HACKER Q&A
📣 mnrmen

E-commerce devs how do you manage and sync a large amount of products?


We have gotten multiple requests in the past few months from clients looking to manage and import products (plus keep stock in sync) to their e-commerce platforms. The data usually comes from multiple sources (API’s or csv files) and providers. Additionally they want to edit the products (change categories, prices, names, etc). The current tools we’ve used up to this point aren’t enough for a large volume of products (over 100k).

How have you approached this - are there any tools on the market that have proven to work well for you or is the only approach building a custom solution?


  👤 eastbayjake Accepted Answer ✓
The category of product you're looking for is a Product Information Management (PIM) system in many eCommerce architectures. It's a core component of big eCommerce platforms like Salesforce and SAP, but there are also "composable commerce" vendors like Commercetools or Spryker or Fabric who are happy to sell you just that API. There are also open source alternatives, but most are geared towards mom-and-pop scale shops whose alternative would be paying for Shopify.

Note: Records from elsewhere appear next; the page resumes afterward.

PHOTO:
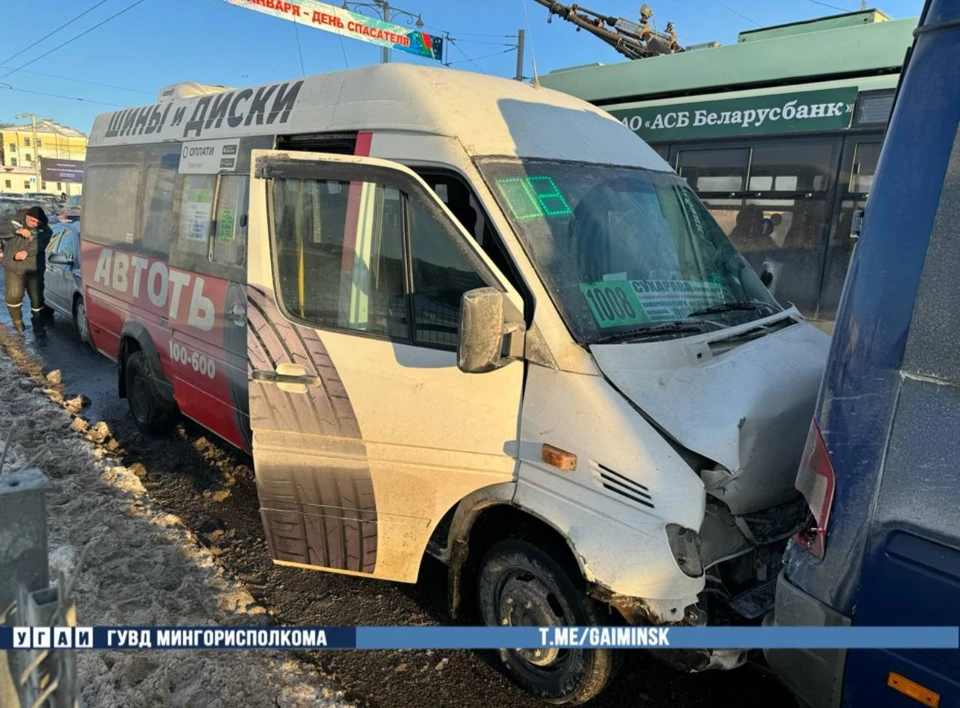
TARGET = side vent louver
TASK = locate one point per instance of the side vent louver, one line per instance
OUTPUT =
(618, 484)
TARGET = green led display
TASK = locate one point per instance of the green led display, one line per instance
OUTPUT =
(530, 197)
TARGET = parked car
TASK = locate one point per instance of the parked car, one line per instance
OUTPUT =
(63, 288)
(880, 467)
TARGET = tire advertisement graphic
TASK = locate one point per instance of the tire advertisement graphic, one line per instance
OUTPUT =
(312, 515)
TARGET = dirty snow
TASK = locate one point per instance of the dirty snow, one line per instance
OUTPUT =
(143, 567)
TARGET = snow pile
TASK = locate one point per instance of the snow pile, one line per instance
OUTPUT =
(143, 568)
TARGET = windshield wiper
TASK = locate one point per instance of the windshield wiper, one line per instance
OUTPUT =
(635, 335)
(735, 306)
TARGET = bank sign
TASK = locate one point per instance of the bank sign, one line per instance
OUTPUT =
(351, 25)
(826, 109)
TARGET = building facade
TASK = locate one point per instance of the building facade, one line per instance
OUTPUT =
(21, 148)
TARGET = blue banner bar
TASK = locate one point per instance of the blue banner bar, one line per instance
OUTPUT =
(479, 637)
(659, 637)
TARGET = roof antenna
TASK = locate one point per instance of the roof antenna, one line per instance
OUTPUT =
(533, 53)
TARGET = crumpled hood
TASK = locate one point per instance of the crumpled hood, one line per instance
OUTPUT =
(746, 405)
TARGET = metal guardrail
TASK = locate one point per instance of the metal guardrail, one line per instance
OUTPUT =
(38, 678)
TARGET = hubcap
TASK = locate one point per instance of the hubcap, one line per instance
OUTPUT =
(526, 601)
(138, 397)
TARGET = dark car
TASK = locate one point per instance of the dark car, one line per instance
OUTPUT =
(63, 290)
(879, 474)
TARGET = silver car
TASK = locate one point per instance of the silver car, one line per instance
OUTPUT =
(63, 289)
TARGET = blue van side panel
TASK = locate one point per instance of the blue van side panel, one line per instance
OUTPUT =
(862, 381)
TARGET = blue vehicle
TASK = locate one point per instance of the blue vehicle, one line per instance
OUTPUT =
(881, 470)
(63, 288)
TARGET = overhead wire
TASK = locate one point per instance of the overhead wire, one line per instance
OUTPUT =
(81, 81)
(8, 87)
(485, 56)
(296, 31)
(833, 7)
(73, 39)
(65, 24)
(737, 13)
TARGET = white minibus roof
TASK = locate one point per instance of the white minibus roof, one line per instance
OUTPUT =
(488, 115)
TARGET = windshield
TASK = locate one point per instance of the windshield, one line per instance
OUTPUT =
(624, 249)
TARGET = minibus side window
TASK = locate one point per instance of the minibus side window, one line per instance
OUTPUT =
(441, 274)
(339, 254)
(110, 207)
(159, 193)
(230, 236)
(196, 213)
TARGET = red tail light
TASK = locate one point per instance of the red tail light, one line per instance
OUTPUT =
(815, 481)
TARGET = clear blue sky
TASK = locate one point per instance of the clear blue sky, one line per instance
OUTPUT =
(160, 42)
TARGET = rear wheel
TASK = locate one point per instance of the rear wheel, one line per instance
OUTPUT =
(150, 411)
(80, 321)
(521, 585)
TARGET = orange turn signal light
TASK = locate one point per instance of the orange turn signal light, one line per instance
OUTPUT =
(913, 689)
(555, 457)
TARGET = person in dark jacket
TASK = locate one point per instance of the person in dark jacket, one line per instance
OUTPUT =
(24, 262)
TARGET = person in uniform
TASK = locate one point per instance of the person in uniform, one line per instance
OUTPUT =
(24, 263)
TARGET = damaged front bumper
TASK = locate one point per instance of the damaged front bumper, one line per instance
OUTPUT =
(637, 611)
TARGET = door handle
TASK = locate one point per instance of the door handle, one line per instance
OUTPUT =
(291, 378)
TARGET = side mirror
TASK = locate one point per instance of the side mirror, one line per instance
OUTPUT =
(769, 274)
(491, 331)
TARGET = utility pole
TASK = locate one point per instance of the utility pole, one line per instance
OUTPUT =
(520, 39)
(387, 14)
(36, 153)
(385, 51)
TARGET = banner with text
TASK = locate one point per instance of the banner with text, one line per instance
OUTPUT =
(293, 638)
(351, 25)
(825, 109)
(53, 169)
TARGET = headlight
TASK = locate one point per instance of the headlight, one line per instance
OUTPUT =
(685, 547)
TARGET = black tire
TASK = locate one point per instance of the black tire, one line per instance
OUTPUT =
(80, 322)
(516, 570)
(150, 411)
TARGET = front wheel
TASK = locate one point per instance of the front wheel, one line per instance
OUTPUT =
(150, 411)
(521, 585)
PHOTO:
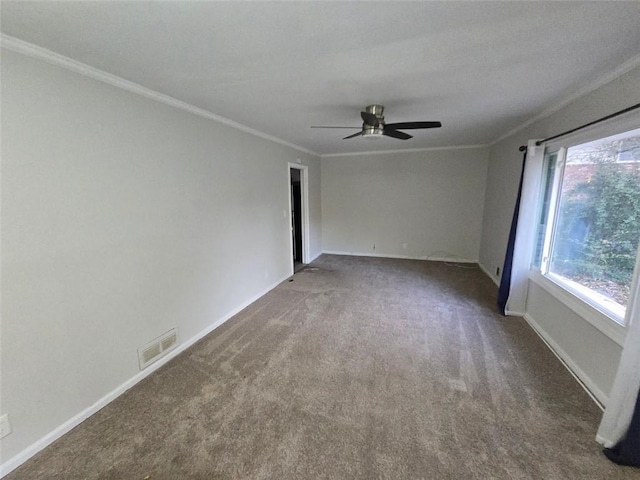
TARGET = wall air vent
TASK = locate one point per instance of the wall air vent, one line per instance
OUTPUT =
(157, 348)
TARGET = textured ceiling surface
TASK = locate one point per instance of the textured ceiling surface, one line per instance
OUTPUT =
(481, 68)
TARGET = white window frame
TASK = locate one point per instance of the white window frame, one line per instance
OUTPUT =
(604, 314)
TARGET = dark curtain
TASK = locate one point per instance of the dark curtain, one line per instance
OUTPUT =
(505, 281)
(627, 451)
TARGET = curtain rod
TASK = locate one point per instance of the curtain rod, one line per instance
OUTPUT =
(628, 109)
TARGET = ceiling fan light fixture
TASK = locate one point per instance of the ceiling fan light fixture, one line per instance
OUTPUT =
(373, 132)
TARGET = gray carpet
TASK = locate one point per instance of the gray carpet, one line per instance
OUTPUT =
(360, 368)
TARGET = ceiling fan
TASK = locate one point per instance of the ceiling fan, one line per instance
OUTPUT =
(375, 127)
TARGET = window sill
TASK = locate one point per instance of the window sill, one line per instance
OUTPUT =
(600, 320)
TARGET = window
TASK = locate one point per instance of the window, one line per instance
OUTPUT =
(589, 227)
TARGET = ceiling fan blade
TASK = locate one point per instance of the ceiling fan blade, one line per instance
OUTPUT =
(322, 126)
(353, 136)
(370, 119)
(390, 132)
(413, 125)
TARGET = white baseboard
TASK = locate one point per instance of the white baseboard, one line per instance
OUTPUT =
(405, 257)
(495, 279)
(73, 422)
(597, 395)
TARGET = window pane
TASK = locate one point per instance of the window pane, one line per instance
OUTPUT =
(598, 223)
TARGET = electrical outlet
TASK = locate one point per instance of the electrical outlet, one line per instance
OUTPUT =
(5, 426)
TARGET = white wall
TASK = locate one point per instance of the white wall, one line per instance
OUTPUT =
(594, 355)
(122, 217)
(429, 200)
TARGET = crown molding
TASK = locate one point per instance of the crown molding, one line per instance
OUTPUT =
(403, 150)
(600, 82)
(34, 51)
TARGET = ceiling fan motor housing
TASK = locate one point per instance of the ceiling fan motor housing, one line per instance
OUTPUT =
(378, 111)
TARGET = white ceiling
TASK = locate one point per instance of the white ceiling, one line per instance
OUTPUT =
(481, 68)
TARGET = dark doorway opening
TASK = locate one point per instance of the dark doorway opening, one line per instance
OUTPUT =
(296, 218)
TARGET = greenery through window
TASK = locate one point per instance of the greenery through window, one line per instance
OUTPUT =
(594, 229)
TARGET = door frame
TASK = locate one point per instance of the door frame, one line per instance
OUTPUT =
(304, 196)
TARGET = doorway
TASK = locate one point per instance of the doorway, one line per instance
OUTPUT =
(298, 215)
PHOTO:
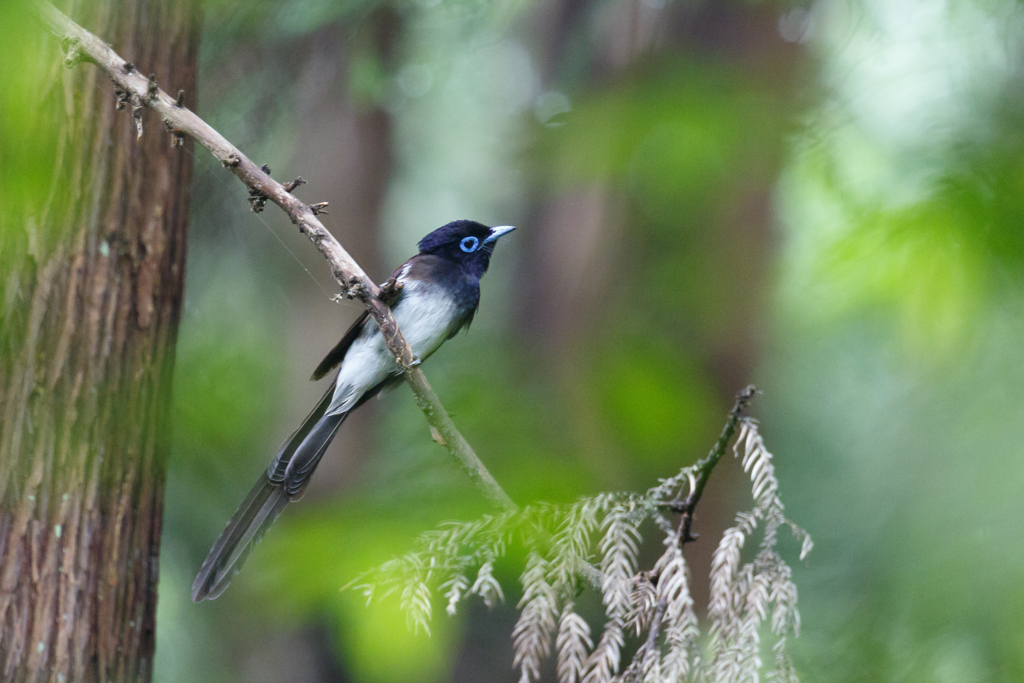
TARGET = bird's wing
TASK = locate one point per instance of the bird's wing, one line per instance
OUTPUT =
(337, 354)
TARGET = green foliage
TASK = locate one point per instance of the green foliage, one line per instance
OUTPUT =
(458, 561)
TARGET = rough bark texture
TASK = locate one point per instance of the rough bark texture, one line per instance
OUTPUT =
(91, 294)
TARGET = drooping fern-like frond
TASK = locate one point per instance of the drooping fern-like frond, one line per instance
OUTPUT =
(594, 544)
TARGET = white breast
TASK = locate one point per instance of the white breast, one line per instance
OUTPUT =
(424, 314)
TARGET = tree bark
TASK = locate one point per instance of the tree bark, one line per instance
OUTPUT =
(89, 306)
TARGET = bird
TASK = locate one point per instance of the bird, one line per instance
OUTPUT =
(435, 295)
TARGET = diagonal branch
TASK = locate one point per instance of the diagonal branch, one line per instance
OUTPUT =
(132, 87)
(686, 507)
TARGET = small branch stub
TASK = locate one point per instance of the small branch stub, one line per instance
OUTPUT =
(131, 88)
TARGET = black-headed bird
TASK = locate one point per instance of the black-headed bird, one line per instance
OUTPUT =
(438, 295)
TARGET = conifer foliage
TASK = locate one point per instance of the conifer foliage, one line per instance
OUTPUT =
(593, 544)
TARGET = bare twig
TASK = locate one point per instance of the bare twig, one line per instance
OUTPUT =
(705, 467)
(686, 507)
(141, 91)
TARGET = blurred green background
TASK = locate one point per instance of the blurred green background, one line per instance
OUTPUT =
(823, 199)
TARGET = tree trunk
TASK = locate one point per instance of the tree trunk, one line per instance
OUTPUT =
(90, 297)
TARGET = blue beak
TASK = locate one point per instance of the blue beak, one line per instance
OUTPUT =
(498, 231)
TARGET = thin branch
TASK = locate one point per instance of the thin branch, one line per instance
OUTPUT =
(706, 466)
(686, 507)
(134, 88)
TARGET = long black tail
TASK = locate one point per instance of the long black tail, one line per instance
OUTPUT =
(284, 480)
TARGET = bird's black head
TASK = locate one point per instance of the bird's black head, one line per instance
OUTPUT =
(466, 243)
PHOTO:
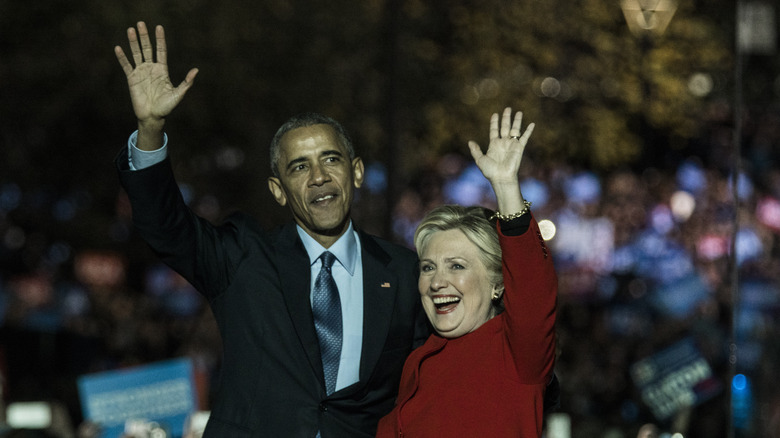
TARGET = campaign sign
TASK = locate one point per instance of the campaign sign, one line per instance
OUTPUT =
(675, 378)
(161, 392)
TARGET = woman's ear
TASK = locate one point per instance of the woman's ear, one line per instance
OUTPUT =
(498, 291)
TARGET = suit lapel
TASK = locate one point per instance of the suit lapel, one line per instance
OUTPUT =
(294, 276)
(379, 291)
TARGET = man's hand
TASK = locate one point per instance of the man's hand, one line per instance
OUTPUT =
(151, 91)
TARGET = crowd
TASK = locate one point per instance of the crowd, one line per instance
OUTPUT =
(644, 258)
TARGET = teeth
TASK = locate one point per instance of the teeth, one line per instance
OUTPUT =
(445, 300)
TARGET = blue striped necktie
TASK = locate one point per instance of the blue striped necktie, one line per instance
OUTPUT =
(326, 307)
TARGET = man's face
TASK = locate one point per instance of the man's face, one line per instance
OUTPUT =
(317, 180)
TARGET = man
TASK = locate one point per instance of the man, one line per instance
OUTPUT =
(290, 368)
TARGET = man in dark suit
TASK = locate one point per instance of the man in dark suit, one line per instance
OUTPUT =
(280, 376)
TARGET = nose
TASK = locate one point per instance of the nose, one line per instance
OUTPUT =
(319, 175)
(438, 281)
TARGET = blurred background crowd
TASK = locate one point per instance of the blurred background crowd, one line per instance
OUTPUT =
(653, 168)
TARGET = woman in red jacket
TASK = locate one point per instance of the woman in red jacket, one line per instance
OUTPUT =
(489, 289)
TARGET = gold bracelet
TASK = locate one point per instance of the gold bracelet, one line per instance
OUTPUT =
(509, 217)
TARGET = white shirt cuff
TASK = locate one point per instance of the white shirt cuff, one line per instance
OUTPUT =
(138, 159)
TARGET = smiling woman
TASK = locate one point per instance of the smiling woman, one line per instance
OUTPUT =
(489, 289)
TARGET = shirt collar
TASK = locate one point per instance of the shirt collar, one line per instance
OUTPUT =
(345, 249)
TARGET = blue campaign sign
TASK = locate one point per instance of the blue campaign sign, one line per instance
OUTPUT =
(675, 378)
(161, 392)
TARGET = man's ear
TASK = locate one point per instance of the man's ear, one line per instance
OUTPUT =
(498, 291)
(275, 186)
(358, 172)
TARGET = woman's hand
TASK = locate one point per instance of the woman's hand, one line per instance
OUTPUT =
(501, 163)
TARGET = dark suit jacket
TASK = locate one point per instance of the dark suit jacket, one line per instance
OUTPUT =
(257, 284)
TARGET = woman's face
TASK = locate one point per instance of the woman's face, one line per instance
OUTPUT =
(454, 286)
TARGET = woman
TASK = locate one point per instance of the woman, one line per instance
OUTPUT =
(489, 289)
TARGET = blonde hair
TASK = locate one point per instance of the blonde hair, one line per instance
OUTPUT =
(473, 222)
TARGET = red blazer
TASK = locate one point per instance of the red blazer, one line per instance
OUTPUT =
(490, 382)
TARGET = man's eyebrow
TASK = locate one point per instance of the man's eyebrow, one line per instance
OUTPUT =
(296, 162)
(301, 160)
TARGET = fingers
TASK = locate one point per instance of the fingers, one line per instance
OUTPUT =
(476, 151)
(162, 48)
(135, 49)
(123, 61)
(509, 128)
(187, 82)
(494, 127)
(515, 131)
(506, 122)
(146, 43)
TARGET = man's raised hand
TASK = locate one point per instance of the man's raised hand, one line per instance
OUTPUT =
(151, 91)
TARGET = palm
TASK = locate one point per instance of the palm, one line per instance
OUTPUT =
(501, 162)
(151, 91)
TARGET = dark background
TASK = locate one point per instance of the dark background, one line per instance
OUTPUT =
(413, 81)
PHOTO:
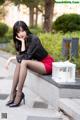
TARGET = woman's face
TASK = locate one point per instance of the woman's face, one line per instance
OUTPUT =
(22, 34)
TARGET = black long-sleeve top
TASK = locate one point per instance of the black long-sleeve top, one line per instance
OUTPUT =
(34, 50)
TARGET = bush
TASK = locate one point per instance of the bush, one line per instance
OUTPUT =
(67, 22)
(3, 29)
(36, 30)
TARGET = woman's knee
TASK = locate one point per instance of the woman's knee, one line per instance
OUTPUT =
(24, 63)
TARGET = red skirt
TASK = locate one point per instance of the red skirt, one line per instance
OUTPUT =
(47, 61)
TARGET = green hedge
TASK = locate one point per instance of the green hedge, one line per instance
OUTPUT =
(67, 22)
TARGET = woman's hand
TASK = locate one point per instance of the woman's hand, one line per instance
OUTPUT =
(20, 39)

PIM systems are most helpful when your "factual" product catalog (dimensions, weights, country of origin, etc) needs to be enriched with inputs from your marketing and merchandising teams (categories and names, but also search-optimized product description content, managing high-quality product images, etc).

PIM systems do not typically handle pricing and inventory, which are usually abstracted into separate services (or in large enterprise, handled by an ERP system). One of the benefits of this approach at scale is that your marketing/sales teams view pricing as a key lever, and having static pricing in a PIM limits your ability to go act on digital marketing levers like promos or A/B testing a demand curve for prices. PIMs are also typically not setup to have strong governance around who can set/change prices -- this can lead to perverse incentives if eg salespeople have edit permission to change prices!

Fabric is just one of the PIM vendors out there, but they do a really good job explaining the PIM category and I think it handles 95% of what you're looking for in your description: https://fabric.inc/blog/pim-software/


👤 JLuterek
Disclaimer: I work for Elastic Path. We are an ecommerce solution with a leading product management solution (Gartner recognized us for both ecommerce and PIM) and a new integration hub that can sync data across systems. For example it can sync an entire product catalog to a dedicated search provider in just a couple minutes. I'm not adding a link as that feel scammy, if you are interested you can find it, the rest of this post is unbiased advice.

---

Now that the disclaimer is out of the way, let me chat about what I've seen with other systems before joining Elastic Path (EP).

Products are more difficult to model between systems, but easier to sync as they are less dynamic. You can find plenty of ETL (Extract/Transform/Load) systems from inexpensive to premium and costly. There are also many low-code offerings that allow you to map fields. I don't know which ecommerce system you are using, but almost all do not include this functionality. Some systems may include a community created plugin or basic CSV upload, but they will not be as robust as a dedicated system.

If you write a custom product sync it can often be a basic console application running in a container on the cloud that is run on a set schedule. Nothing fancy, just mapping fields and calling APIs with very good error handling and alerts.

I have also seen multiple systems participate in product data management. In this scenario a dedicated PIM is setup to create the initial product data. It is then synced to the ecommerce provider where a merchandising team may do additional categorization, pricing, or web enrichment. It is important that the data is always a one-way flow and that it's clear any data synced from the PIM can be overwritten at any time. This solution works and is typically adopted by large companies who need the advanced capabilities of a PIM. With the exception of EP ecommerce engines only provide light product management capabilities.

Inventory is much more difficult to sync as it is constantly changing. You will want to be very clear which system is your source of truth. Ideally each inventory lookup can call directly to that source of truth to identify the inventory levels, but this is not always possible and then you are left syncing information. The inventory sync will never be perfect, it will always be off by a bit off. Most commerce solutions don't have strong inventory capability so it is left to an ERP or backend system that can handle inventory balancing, allocation, and other advanced functionality. Unfortunately, all of this functionality slows down the system and makes it a poor choice for live API inventory lookups. In this scenario you would want to sync a cache of highlevel inventory data into your ecommerce provider or other system.

You can attempt to use a low-code syncing tool or ETL, but they will often be too slow. So an option is to build it yourself, but in this case a single console application will also take too long. The best way I have seen is to ingest the inventory data in chunks and then call a serverless function for each entry. That function will then make the update in your target system. This will allow you to sync the data very quickly, often fast enough to take down the ecommerce software so throttling may be necessary.

Because it never matches correctly it's worth setting up inventory thresholds based on through-put. Basically saying if inventory is below X it will either be treated as OOS OR will require a callback to the source of truth during checkout. This ensures items are not oversold.

If you provide a bit more details around what systems you are syncing from and to I can provide more details information around tools or infrastructure.